Nesse ambiente conflagrado, prospera a incerteza no mercado. Indústrias esperam pela entrada anunciada de arroz com menor preço, produtores antecipam vendas. E, com a anulação dos leilões, todos os parâmetros vão por água abaixo.
“E uma coisa que tem que ficar clara é essa: o mercado é soberano. A gente sempre fala isso, o mercado busca o ajuste. O Brasil inteiro estava com interesse na cultura do arroz. O estado do Mato Grosso dobrou a área de arroz, vai ter um avanço de quase 60% na produção. Estado do Tocantins também, um grande avanço de área, boas rentabilidades. A produção nacional é projetada em 10,3 milhões de toneladas, maior do que a produção do ano passado”, diz o analista do cereal da Safras & Mercado Evandro Silva.
Ele aponta que o consumo brasileiro de arroz está longe de corresponder às 11 milhões de toneladas propaladas pela Conab ao justificar a necessidade dos leilões.

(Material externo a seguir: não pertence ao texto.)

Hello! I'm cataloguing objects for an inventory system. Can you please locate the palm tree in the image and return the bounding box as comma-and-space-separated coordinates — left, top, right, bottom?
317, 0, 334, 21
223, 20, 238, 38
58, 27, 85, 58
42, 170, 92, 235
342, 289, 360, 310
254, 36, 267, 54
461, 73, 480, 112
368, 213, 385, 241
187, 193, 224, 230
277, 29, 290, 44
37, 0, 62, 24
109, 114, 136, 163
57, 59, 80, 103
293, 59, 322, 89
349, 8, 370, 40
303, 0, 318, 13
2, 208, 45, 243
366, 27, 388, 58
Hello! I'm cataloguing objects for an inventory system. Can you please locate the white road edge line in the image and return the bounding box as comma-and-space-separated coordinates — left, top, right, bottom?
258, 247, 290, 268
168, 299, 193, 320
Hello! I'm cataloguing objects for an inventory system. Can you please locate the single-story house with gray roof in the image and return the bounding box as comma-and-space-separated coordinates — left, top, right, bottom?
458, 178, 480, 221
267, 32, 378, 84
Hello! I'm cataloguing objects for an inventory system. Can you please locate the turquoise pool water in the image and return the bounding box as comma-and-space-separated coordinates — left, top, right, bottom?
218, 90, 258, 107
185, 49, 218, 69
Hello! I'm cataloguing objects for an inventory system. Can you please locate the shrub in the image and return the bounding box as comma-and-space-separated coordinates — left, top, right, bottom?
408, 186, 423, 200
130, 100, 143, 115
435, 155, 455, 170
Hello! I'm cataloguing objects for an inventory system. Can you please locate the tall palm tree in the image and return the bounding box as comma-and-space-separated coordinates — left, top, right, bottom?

“O nosso número de consumo doméstico é de 10,4 milhões de toneladas. O consumo interno brasileiro vem caindo 1% a cada ano. Com sorte a gente tem 10,5 milhões de toneladas. Então nós teríamos uma temporada de produção ajustada ao consumo, mais importações de 1,8 milhão de toneladas. Exportações, com sorte, que deveriam atingir 1,2 milhão de toneladas. Então nós teríamos sim uma oferta maior do que a demanda”.
Conforme o especialista, o País chegaria em 2025 com estoques de passagem na casa de 1,2 milhão de toneladas, maior volume em quatro anos. E que o mercado já estava buscando cenário de equilíbrio. Mas, agora, com a entrada do governo e a desorganização do ambiente de negócios, o momento é de imprevisibilidade.
“Ninguém sabe o que fazer. E essa semana, provavelmente até o final da semana, vai ser isso”, conclui Silva.